READ MORE: Senate accuses CIA of torturing prisoners, overstepping legal boundaries
The calls for justice come after the US Senate Intelligence Committee released its long-awaited congressional report on Tuesday, which details the CIA’s use of so-called enhanced interrogation techniques on prisoners in the wake of the September 11, 2001 terrorist attacks.
"As a matter of international law, the US is legally obliged to bring those responsible to justice," the UN's special rapporteur on counter-terrorism and human rights, Ben Emmerson, said in a statement issued in Geneva. "The US Attorney General is under a legal duty to bring criminal charges against those responsible.”
"It is now time to take action. The individuals responsible for the criminal conspiracy revealed in today's report must be brought to justice, and must face criminal penalties commensurate with the gravity of their crimes."
Emmerson added that the released report confirmes what the international community has suspected for a long time.
“There was a clear policy orchestrated at a high level within the [George W.] Bush administration, which allowed to commit systematic crimes and gross violations of international human rights law," the UN official said.
Amnesty International also called for accountability, stressing that the report shows that the CIA was committing illegal acts “from day one.”
The CIA program "gave the green light to commit the crimes under international law of torture and enforced disappearance – with impunity. It’s time for accountability, including a full investigation, prosecutions and remedy for victims," the executive director of Amnesty’s US branch, Steven Hawkins, said.
“Torture is a crime and those responsible for crimes must be brought to justice,” he added.
The report "shows the repeated claims that harsh measures were needed to protect Americans are fiction," Human Rights Watch executive director Kenneth Roth said, calling to prosecute those responsible.
“Unless this important truth-telling process leads to prosecution of the officials responsible, torture will remain a 'policy option' for future presidents,” Roth stressed.
The American Civil Liberties Union (ACLU) is also demanding justice.
"The government officials who authorized illegal activity need to be held accountable," ACLU executive director Anthony Romero said. "It is impossible to read it without feeling immense outrage that our government engaged in these terrible crimes."
The ACLU has urged US President Barack Obama to appoint a special prosecutor to look into the “role played by the senior officials most responsible for it and by those who tried to cover up crimes...if there is sufficient evidence of criminal conduct, the offenders should be prosecuted.”
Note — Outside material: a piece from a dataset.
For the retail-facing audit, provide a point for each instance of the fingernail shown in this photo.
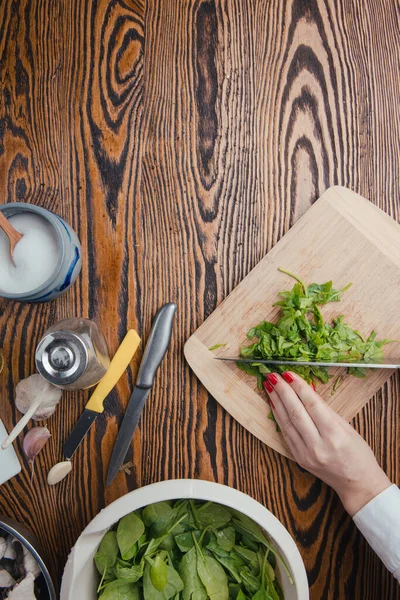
(288, 377)
(268, 387)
The report released to the public consists of only a 524-page summary out of the full 6,000-page document. It also has most of the details blacked out, such as the names of those involved.
Rejection from DOJ
Despite strong outrage, the Department of Justice (DOJ) says it will not be pursuing charges against those involved in the interrogations, adding that the report does not yield enough evidence to lead to a conviction.
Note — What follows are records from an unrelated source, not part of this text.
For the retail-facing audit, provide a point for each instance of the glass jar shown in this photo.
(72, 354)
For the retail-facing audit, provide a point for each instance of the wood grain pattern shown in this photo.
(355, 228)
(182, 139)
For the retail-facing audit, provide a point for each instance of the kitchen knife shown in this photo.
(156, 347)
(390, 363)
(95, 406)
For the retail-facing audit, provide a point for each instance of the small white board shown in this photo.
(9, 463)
The DOJ attempted to carry out two investigations into the abuse of detainees in 2009, but concluded that the evidence was insufficient.
The Department said it looked through the report and “did not find any new information that they had not previously considered in reaching their determination,” AFP reported.
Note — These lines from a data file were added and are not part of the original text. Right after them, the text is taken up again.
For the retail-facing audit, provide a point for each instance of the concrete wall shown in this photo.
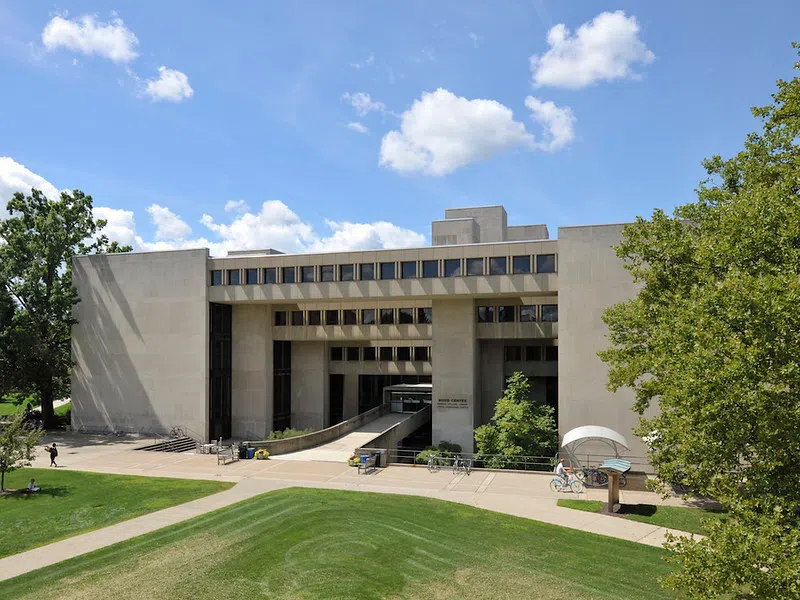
(455, 364)
(310, 400)
(140, 347)
(591, 278)
(251, 354)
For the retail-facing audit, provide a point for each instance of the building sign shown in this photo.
(452, 403)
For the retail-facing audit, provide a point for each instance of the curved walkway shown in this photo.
(520, 494)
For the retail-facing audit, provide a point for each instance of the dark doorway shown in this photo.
(221, 360)
(336, 394)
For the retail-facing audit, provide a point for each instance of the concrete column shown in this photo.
(310, 400)
(456, 406)
(251, 355)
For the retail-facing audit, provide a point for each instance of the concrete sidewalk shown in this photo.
(521, 494)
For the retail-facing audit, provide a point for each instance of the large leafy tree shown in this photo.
(519, 427)
(37, 243)
(713, 339)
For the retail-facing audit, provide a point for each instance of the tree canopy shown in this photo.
(37, 243)
(713, 339)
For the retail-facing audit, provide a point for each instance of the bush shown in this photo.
(288, 433)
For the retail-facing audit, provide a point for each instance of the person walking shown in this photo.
(53, 454)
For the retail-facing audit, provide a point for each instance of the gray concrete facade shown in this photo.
(486, 300)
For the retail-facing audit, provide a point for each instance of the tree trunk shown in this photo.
(48, 415)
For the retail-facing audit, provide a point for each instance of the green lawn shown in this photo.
(73, 502)
(674, 517)
(312, 544)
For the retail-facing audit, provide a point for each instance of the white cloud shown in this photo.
(171, 85)
(14, 177)
(357, 127)
(442, 132)
(603, 49)
(557, 122)
(363, 103)
(236, 206)
(88, 36)
(169, 226)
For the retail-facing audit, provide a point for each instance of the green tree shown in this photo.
(519, 427)
(39, 239)
(713, 338)
(17, 445)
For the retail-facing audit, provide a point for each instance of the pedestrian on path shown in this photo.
(53, 454)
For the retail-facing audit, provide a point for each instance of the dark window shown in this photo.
(486, 314)
(346, 273)
(521, 264)
(367, 271)
(430, 268)
(408, 270)
(533, 353)
(452, 267)
(387, 270)
(550, 312)
(497, 265)
(546, 263)
(505, 314)
(474, 266)
(527, 313)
The published executive summary contains the Committee’s conclusions concerning the post-9/11 tactics deployed by the CIA under the administration of US President George W. Bush, in an attempt to gain intelligence from suspected terrorists. These included sleep deprivation and the simulated-drowning practice known as waterboarding.
The report does not discuss the moral grounds of torture – in fact, it doesn't even include the 't-word.' Instead, it examines what the interrogation techniques actually accomplished.
Following an analysis on a case-by-case basis, the report concludes that such torture produced intelligence of little or no value.
“CIA officers regularly called into question whether the CIA's enhanced interrogation techniques were effective, assessing that the use of the techniques failed to elicit detainee cooperation or produce accurate intelligence,” the reports states.
Moreover, the CIA paid $81 million to two psychologists for their assessment of the interrogations. Identified by their pseudonyms in the report – Dr. Mitchell and Dr. Jessen – they continuously pushed for tougher interrogations.
The pair were previously involved in running a Cold War-era program that taught what it would be like to be captured by the enemy by using methods that were never meant to be applied in American interrogations and were known to produce false confessions, The New York Times reported.
The report reveals that Dr. Mitchell and Dr. Jessen ran the CIA program from 2005 until its closure in 2009.